I came to R from using C, visual engineering environment (an instrument control language used in metrology), SAS & SQL. Nowadays I make my living with R, automating reporting, text mining, and developing data manipulation tools for an intelligence team. It has to be said that in my industry, I haven't yet come acress a Python user. It might just be that the big players in town are all either R or SAS background.

jamesstonehouse
Автор

The syntax example for R is way more complicated than it needs to be. You technically don’t even need to load any packages to read in a CSV and calculate the mean.

davidreynolds
Автор

You're right we should try both. I'd say just do not get attached to tools, they always change. Have a good understanding of both and use whatever suits better to the task at hand. The important thing is to 1. understand the problem 2. find out what would solve the damn problem 3. Test it.

gustavob
Автор

When I subscribed to this channel two weeks ago I did it because I wanted to be ready for my data analyst interview.
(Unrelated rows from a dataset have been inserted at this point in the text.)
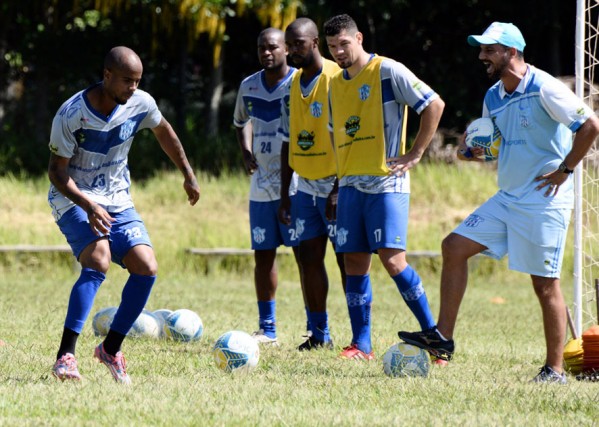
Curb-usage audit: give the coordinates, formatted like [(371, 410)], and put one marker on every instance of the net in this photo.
[(586, 259)]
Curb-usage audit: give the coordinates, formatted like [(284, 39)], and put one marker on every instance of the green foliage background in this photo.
[(51, 49)]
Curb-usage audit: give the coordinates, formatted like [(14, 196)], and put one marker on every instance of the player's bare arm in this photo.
[(169, 141), (58, 172), (469, 154), (583, 140), (244, 137), (429, 121)]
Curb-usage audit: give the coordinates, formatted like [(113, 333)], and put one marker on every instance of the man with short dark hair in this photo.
[(528, 217), (91, 200)]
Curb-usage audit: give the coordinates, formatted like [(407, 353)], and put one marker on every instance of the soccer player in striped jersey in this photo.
[(368, 111), (308, 152), (256, 118), (91, 202)]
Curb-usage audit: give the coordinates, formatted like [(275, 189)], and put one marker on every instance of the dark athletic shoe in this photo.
[(430, 341), (548, 375), (313, 344)]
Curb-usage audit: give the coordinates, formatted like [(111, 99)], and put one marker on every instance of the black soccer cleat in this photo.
[(548, 375), (431, 341), (313, 344)]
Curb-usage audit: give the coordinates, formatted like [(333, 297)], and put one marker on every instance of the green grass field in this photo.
[(499, 339)]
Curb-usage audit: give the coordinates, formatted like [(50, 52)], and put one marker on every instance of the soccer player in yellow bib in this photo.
[(368, 102), (256, 118), (307, 150)]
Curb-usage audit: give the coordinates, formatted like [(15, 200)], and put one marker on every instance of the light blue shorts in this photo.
[(311, 220), (368, 222), (126, 232), (267, 232), (534, 239)]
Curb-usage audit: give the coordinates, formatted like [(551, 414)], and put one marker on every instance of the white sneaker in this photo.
[(262, 338)]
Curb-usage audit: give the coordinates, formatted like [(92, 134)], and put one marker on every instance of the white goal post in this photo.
[(586, 209)]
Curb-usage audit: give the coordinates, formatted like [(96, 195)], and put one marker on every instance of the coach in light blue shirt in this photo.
[(528, 217)]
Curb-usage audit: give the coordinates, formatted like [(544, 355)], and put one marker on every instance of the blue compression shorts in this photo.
[(126, 232), (267, 232), (311, 220)]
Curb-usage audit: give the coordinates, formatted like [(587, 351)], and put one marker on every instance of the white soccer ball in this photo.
[(405, 360), (183, 325), (484, 134), (236, 351), (147, 325), (162, 313), (102, 321)]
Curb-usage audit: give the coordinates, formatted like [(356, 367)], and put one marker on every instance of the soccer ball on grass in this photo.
[(405, 360), (183, 325)]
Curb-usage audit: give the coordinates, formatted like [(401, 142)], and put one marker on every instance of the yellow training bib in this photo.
[(358, 130), (311, 153)]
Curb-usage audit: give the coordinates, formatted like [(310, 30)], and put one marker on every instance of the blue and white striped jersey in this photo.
[(536, 122), (262, 105), (98, 147)]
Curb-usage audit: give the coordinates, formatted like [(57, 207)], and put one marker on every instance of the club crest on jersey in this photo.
[(126, 130), (364, 91), (259, 234), (316, 109), (341, 236), (355, 300), (352, 125), (473, 221), (80, 136), (300, 226), (305, 140)]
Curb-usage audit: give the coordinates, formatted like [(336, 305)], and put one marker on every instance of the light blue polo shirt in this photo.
[(536, 122)]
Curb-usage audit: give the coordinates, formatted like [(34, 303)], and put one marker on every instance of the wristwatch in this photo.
[(563, 168)]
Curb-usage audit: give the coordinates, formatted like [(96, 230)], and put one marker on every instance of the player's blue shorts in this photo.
[(126, 232), (311, 220), (266, 229), (534, 239), (368, 222)]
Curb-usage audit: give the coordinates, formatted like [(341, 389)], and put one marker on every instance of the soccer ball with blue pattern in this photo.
[(183, 325), (102, 321), (484, 134), (236, 351), (405, 360), (147, 325)]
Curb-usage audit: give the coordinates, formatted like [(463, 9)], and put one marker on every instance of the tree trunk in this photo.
[(217, 84)]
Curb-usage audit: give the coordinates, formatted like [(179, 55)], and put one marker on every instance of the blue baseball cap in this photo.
[(500, 32)]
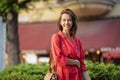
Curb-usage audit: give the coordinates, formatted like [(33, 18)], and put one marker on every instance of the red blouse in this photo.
[(62, 48)]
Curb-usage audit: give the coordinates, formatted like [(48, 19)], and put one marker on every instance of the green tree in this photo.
[(9, 11)]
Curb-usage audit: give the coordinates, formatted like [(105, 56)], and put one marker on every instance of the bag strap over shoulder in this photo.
[(51, 59)]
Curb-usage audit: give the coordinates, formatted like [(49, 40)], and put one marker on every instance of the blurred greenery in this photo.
[(97, 71)]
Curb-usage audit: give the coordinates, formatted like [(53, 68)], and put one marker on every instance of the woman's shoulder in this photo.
[(55, 36)]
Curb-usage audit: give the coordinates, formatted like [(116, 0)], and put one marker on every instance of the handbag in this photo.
[(50, 75)]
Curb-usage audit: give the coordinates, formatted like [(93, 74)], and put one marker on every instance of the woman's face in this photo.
[(66, 22)]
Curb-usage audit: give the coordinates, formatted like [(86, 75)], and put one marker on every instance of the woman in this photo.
[(67, 50)]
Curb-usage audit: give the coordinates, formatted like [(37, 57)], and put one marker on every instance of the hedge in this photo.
[(97, 71)]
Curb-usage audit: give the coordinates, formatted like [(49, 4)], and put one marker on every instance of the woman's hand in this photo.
[(77, 63)]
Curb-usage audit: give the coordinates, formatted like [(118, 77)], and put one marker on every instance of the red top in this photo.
[(62, 49)]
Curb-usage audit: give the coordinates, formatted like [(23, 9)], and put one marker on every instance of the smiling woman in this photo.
[(67, 50)]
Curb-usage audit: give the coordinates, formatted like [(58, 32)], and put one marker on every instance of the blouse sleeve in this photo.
[(81, 59), (59, 58)]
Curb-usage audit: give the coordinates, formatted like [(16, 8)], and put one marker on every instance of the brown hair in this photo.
[(74, 20)]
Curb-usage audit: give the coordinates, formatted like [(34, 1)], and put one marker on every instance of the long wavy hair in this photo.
[(74, 20)]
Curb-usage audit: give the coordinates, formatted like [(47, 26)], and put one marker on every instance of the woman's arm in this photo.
[(73, 62), (86, 75)]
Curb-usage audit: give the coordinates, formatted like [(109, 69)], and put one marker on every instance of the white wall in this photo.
[(2, 44)]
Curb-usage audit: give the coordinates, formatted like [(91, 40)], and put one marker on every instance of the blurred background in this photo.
[(98, 29)]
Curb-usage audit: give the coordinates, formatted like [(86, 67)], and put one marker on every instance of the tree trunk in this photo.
[(13, 39)]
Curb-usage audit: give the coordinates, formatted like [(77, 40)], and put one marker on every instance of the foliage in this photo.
[(12, 5), (24, 72), (101, 71), (97, 71)]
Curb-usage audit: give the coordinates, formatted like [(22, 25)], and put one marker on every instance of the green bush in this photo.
[(97, 71), (101, 71), (24, 72)]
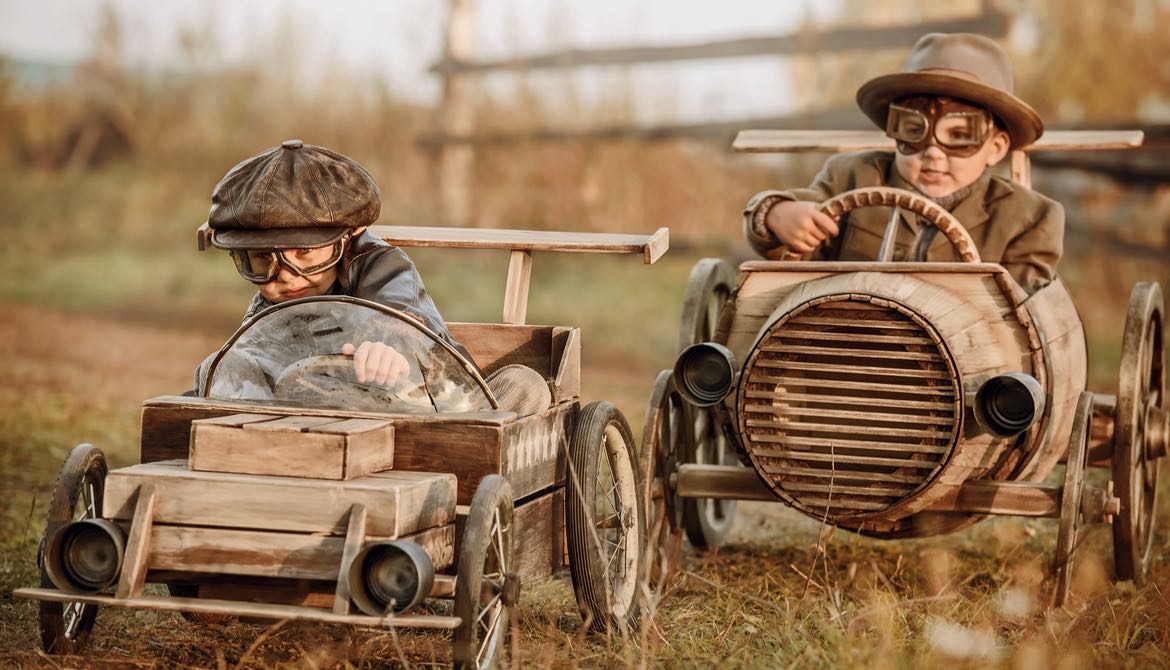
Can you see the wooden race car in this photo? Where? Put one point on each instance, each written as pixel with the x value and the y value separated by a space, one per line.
pixel 904 399
pixel 293 491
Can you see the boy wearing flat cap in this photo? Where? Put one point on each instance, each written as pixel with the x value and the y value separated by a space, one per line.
pixel 294 219
pixel 952 116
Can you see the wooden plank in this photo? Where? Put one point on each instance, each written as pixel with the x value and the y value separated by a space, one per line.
pixel 514 240
pixel 246 609
pixel 1011 498
pixel 355 537
pixel 259 553
pixel 397 505
pixel 318 447
pixel 495 345
pixel 135 561
pixel 566 351
pixel 722 482
pixel 991 22
pixel 850 140
pixel 534 449
pixel 539 537
pixel 166 421
pixel 520 274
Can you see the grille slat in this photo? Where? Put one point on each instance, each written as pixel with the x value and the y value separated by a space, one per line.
pixel 848 405
pixel 789 409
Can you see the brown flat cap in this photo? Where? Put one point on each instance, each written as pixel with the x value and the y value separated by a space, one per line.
pixel 961 66
pixel 291 195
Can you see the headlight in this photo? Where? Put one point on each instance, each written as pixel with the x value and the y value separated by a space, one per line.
pixel 704 373
pixel 1010 403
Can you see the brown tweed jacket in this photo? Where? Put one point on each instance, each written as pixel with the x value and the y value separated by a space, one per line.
pixel 1011 225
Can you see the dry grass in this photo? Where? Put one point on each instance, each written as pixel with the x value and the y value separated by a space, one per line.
pixel 105 303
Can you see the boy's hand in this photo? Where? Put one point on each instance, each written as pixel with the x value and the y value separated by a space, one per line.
pixel 377 361
pixel 799 225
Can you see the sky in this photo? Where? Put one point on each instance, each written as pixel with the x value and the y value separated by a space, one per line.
pixel 400 39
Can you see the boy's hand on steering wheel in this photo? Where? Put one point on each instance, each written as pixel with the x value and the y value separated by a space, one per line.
pixel 799 226
pixel 377 363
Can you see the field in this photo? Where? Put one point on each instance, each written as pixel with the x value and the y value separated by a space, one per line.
pixel 105 303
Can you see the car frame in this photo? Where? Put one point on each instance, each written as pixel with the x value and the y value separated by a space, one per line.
pixel 903 399
pixel 280 541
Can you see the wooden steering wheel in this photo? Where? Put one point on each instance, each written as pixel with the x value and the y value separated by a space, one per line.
pixel 887 197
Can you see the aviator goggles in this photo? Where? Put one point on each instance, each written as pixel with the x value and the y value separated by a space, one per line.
pixel 958 129
pixel 261 266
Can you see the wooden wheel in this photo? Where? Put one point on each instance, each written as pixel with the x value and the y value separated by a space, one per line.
pixel 661 435
pixel 706 520
pixel 486 587
pixel 605 519
pixel 1135 471
pixel 1072 513
pixel 77 495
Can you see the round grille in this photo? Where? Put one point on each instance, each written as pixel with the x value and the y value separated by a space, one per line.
pixel 848 405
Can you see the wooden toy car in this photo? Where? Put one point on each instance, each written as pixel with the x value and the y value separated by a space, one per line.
pixel 293 491
pixel 904 399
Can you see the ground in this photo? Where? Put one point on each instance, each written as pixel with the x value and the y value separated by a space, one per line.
pixel 784 592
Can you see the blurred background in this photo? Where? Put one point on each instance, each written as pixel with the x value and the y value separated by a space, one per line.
pixel 118 117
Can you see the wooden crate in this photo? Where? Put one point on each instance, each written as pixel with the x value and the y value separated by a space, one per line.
pixel 318 447
pixel 398 503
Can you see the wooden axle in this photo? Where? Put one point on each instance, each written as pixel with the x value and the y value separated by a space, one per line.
pixel 234 608
pixel 974 497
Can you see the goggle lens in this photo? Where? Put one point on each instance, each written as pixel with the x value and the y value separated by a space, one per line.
pixel 959 133
pixel 261 266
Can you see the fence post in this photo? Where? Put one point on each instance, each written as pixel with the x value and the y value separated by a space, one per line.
pixel 455 163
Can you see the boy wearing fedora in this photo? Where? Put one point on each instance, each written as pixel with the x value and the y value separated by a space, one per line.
pixel 952 116
pixel 294 220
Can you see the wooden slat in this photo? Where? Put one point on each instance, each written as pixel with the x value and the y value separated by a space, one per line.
pixel 247 609
pixel 135 561
pixel 839 385
pixel 259 553
pixel 795 423
pixel 845 443
pixel 1011 498
pixel 835 351
pixel 787 409
pixel 355 537
pixel 839 474
pixel 520 274
pixel 845 458
pixel 791 485
pixel 398 504
pixel 827 370
pixel 789 396
pixel 787 332
pixel 651 247
pixel 850 140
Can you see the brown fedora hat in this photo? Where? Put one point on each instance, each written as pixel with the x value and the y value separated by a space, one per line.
pixel 962 66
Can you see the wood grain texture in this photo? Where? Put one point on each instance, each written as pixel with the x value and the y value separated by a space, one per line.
pixel 398 504
pixel 319 447
pixel 259 553
pixel 138 541
pixel 246 609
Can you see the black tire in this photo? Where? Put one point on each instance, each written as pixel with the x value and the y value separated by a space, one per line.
pixel 709 288
pixel 605 520
pixel 486 555
pixel 66 626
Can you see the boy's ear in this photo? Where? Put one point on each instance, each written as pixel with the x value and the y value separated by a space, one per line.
pixel 999 145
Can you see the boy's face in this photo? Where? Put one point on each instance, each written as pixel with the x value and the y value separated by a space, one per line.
pixel 938 171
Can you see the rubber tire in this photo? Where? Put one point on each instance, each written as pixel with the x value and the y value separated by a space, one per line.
pixel 491 496
pixel 587 566
pixel 84 464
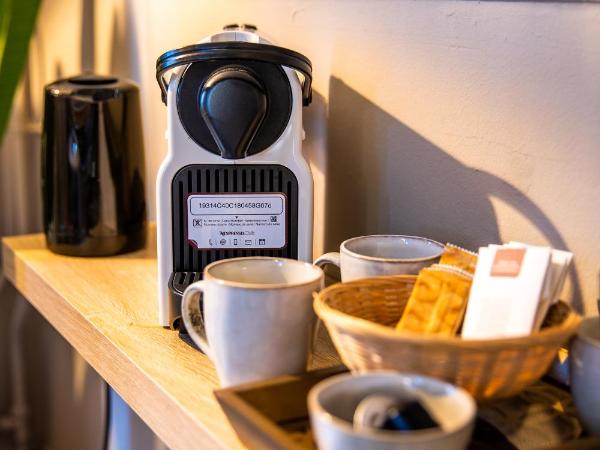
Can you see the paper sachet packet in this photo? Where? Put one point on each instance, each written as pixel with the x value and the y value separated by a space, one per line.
pixel 438 301
pixel 506 292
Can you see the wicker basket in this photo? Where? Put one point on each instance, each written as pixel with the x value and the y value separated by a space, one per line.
pixel 360 316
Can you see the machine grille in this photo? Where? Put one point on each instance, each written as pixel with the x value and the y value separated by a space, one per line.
pixel 188 261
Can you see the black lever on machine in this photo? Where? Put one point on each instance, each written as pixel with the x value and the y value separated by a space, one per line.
pixel 233 104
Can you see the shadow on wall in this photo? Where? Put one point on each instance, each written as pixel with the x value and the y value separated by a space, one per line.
pixel 382 177
pixel 124 58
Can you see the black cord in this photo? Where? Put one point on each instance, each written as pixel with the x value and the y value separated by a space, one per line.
pixel 106 437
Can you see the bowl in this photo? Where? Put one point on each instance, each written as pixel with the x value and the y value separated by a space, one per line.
pixel 332 402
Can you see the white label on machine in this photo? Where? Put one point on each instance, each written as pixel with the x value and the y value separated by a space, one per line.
pixel 236 221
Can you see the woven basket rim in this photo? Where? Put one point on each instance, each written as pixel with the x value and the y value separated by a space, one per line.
pixel 348 323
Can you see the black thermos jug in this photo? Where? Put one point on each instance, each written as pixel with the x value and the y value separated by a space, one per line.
pixel 93 167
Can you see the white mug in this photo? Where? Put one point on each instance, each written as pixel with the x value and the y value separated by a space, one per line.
pixel 377 255
pixel 258 318
pixel 332 404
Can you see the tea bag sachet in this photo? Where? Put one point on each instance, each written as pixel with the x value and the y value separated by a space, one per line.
pixel 459 257
pixel 438 301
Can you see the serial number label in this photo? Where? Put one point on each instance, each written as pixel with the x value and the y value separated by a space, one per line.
pixel 236 221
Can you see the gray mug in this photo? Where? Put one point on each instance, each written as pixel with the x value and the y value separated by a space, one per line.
pixel 585 374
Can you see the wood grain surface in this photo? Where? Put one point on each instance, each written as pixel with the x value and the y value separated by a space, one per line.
pixel 106 308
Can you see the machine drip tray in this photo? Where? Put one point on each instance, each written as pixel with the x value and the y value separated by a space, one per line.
pixel 178 282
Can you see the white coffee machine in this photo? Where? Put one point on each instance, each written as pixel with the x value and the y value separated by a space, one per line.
pixel 234 181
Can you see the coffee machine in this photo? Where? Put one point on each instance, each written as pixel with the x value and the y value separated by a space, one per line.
pixel 234 181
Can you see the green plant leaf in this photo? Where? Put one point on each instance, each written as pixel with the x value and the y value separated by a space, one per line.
pixel 17 19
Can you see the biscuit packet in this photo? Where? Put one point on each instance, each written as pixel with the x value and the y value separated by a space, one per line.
pixel 437 302
pixel 454 255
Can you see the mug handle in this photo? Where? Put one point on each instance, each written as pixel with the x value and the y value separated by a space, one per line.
pixel 192 316
pixel 328 258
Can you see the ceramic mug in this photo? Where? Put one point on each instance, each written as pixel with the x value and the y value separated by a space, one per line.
pixel 376 255
pixel 257 320
pixel 585 374
pixel 332 405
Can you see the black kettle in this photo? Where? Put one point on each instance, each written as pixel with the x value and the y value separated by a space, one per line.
pixel 93 167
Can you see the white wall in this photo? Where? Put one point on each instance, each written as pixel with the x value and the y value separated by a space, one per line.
pixel 466 121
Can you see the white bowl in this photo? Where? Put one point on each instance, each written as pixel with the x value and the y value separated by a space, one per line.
pixel 332 403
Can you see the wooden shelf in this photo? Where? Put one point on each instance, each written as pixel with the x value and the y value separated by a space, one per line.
pixel 106 308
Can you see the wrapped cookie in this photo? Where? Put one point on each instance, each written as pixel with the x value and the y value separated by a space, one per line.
pixel 438 301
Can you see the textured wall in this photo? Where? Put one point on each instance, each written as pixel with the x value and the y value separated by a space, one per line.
pixel 473 122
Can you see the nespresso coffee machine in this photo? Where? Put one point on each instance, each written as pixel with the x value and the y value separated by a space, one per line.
pixel 234 181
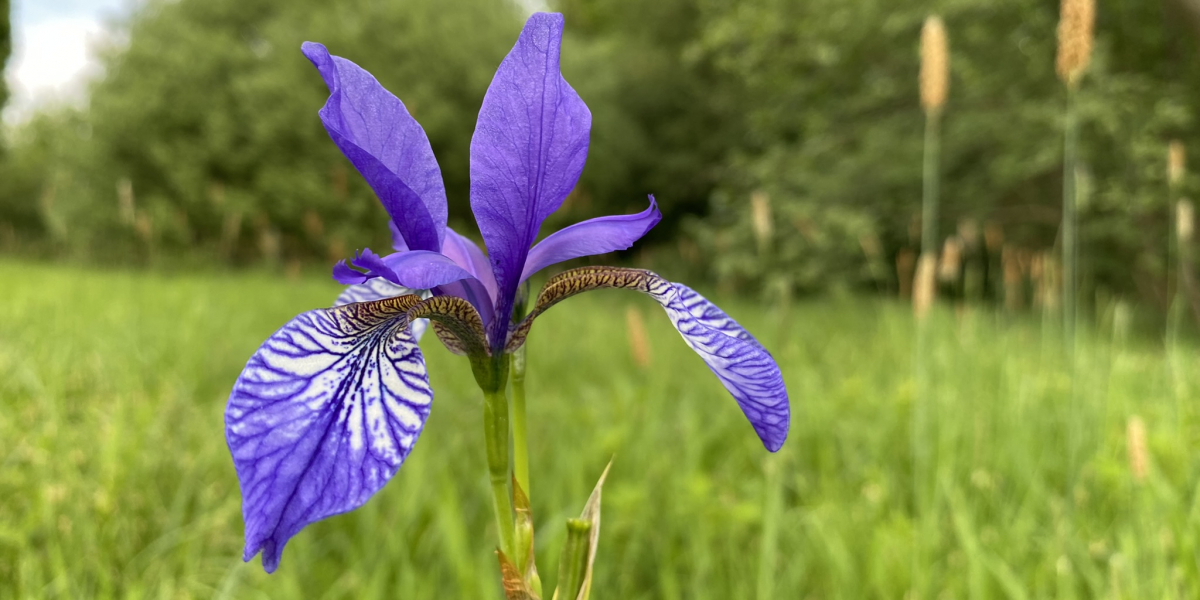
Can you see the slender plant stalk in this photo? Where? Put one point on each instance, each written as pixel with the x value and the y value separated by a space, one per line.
pixel 496 433
pixel 934 87
pixel 1069 222
pixel 930 189
pixel 769 550
pixel 520 437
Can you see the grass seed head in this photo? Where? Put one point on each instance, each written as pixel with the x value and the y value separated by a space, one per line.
pixel 924 288
pixel 1077 25
pixel 935 64
pixel 1185 220
pixel 761 219
pixel 1176 162
pixel 951 264
pixel 1135 443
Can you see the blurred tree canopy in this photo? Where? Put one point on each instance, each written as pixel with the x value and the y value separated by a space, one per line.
pixel 203 139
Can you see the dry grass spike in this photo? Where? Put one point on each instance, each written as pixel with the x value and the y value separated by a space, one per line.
pixel 1176 162
pixel 761 219
pixel 1077 24
pixel 935 65
pixel 1185 221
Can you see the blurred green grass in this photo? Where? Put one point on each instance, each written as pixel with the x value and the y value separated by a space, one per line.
pixel 115 480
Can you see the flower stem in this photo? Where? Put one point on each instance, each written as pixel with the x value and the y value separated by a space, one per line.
pixel 496 436
pixel 520 447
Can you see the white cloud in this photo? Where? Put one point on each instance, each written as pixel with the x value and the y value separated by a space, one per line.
pixel 54 57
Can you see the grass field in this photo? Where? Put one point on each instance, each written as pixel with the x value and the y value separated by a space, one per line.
pixel 115 480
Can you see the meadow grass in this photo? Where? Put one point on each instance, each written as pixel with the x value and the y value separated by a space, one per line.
pixel 115 480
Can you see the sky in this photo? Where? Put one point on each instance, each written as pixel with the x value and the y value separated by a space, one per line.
pixel 52 57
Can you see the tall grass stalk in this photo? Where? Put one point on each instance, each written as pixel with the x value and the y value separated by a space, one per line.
pixel 934 88
pixel 1176 168
pixel 924 289
pixel 1075 34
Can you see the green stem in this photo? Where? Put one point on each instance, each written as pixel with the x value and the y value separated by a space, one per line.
pixel 520 444
pixel 1069 241
pixel 930 191
pixel 574 564
pixel 496 441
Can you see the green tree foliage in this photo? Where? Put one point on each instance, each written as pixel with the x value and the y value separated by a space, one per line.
pixel 203 137
pixel 833 133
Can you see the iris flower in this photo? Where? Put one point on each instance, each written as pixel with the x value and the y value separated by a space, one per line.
pixel 329 407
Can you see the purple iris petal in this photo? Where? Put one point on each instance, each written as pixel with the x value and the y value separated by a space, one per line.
pixel 467 255
pixel 472 291
pixel 593 237
pixel 322 417
pixel 744 367
pixel 527 153
pixel 415 269
pixel 397 239
pixel 375 131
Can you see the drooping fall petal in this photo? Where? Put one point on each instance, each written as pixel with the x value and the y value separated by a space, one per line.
pixel 322 417
pixel 529 147
pixel 732 354
pixel 379 288
pixel 375 131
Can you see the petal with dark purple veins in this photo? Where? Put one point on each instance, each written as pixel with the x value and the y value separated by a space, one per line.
pixel 322 417
pixel 593 237
pixel 732 354
pixel 375 131
pixel 529 147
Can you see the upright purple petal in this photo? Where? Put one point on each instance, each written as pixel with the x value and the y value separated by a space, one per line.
pixel 415 269
pixel 375 131
pixel 529 147
pixel 467 255
pixel 397 239
pixel 322 417
pixel 593 237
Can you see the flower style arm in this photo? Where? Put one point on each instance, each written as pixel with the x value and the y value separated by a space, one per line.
pixel 594 237
pixel 736 358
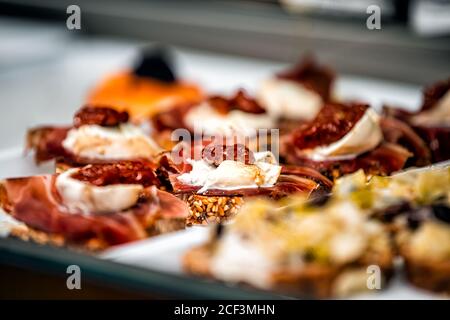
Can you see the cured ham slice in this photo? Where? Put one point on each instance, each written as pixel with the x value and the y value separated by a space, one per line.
pixel 399 132
pixel 312 76
pixel 47 142
pixel 384 160
pixel 433 129
pixel 35 201
pixel 332 123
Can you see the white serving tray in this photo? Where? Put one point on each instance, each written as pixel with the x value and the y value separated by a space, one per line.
pixel 163 253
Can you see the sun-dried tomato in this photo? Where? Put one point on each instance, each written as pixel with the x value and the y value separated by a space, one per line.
pixel 102 116
pixel 122 172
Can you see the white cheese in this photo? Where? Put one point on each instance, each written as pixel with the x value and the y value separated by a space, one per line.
pixel 8 224
pixel 206 119
pixel 81 196
pixel 289 99
pixel 231 175
pixel 123 142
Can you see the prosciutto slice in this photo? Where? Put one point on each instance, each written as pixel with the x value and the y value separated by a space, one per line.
pixel 383 160
pixel 294 180
pixel 36 202
pixel 436 136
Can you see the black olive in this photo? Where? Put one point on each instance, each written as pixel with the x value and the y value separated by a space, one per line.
pixel 155 64
pixel 441 212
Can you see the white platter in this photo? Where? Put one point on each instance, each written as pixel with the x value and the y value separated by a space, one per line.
pixel 164 253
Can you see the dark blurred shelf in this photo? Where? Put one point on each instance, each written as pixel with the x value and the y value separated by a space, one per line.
pixel 264 30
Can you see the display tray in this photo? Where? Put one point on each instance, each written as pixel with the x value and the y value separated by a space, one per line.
pixel 151 266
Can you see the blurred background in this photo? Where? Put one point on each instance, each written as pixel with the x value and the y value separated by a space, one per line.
pixel 46 70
I passed it very well and I think this channel helped at least when it came to learning more about the job and the differences between a data analyst and a data scientist. I will start on the first day of March and I am looking forward to it. I am studying for a master in Big Data at the same time and I am learning R there, whereas I need to learn Python for work. R doesn't look difficult to me but Python kinda looks more familiar for me and those with a background in other general purpose programming languages. I agree about the huge amount of libraries in R and I think that it is really great for visualization. However, since Python is becoming the most popular programming language I would already prefer it for that reason alone not counting anything else.

Vivian-veqt
Автор

For a new programer, I'd say learn Python.

It's much much easier to get a job with Python, your in the general software engineer camp vs being locked to data scientist roles.

keith
Автор

for finding the mean of the column in R, you use mean() function. I dont know why you have shown pipes in the R section of syntax example

davidyolchuyev
Автор

It truly depends: once on personal preference, and also on what your work, that is your company, requires you to use. I prefer Python, and I think Python will grow to offer the same amount of features (if not more) as R in the future.

datamics
Автор

5:56 you can use colMeans(nba[sapply(nba, is.numeric)]) for calculating means of the numeric columns, you don't even have to import any libraries. I understand the python way is still cleaner, however, there are tons of situations where the other way around is true.

7:09 library(tidyverse) and you get every functionality that python pandas can offer, you don't have to remember a lot of things for doing a simple task.

tanvird
Автор

Liked and subscribed! Thank you for the valuable input.

annoyingprecision
Автор

Two minutes in, you're pedalling the standard nonsense that R is a statistical package. I've been using R for twelve years and pretty much never for statistics. Text processing, data cleaning, report writing (markdown) and GIS, GIS, GIS. R is really good for mapping and geospatial data processing (not just spatial statistics).

simonparker
Автор

When we speak about analysis, we speak about mathematics and more precisely statistics... in my point of view, R has more mathematical libraries than python ... and please keep python for web development and other stuffs

mohamedjelassi
Автор

It would be nice to have a video with examples or real world scenarios for both cases.

aldorodriguez
Автор

Loved it! Thank you very much for your content, just started following you.

My advice is just express your opinion like you did, makes content far more unique.

Cheers!

fernando_dominguez
Автор

question: if you had to choose one background to have to work as a data analyst, business or statistics, which one would you choose and why?

TheFootballPlaya
Автор

Personally I prefer R when doing hardcore data analysis. Dplyr, ggplot2. and the rest of the tidyverse enable you to do more with dramatically less code compared to Python. For anything outside of hardcore Data analysis I use Python.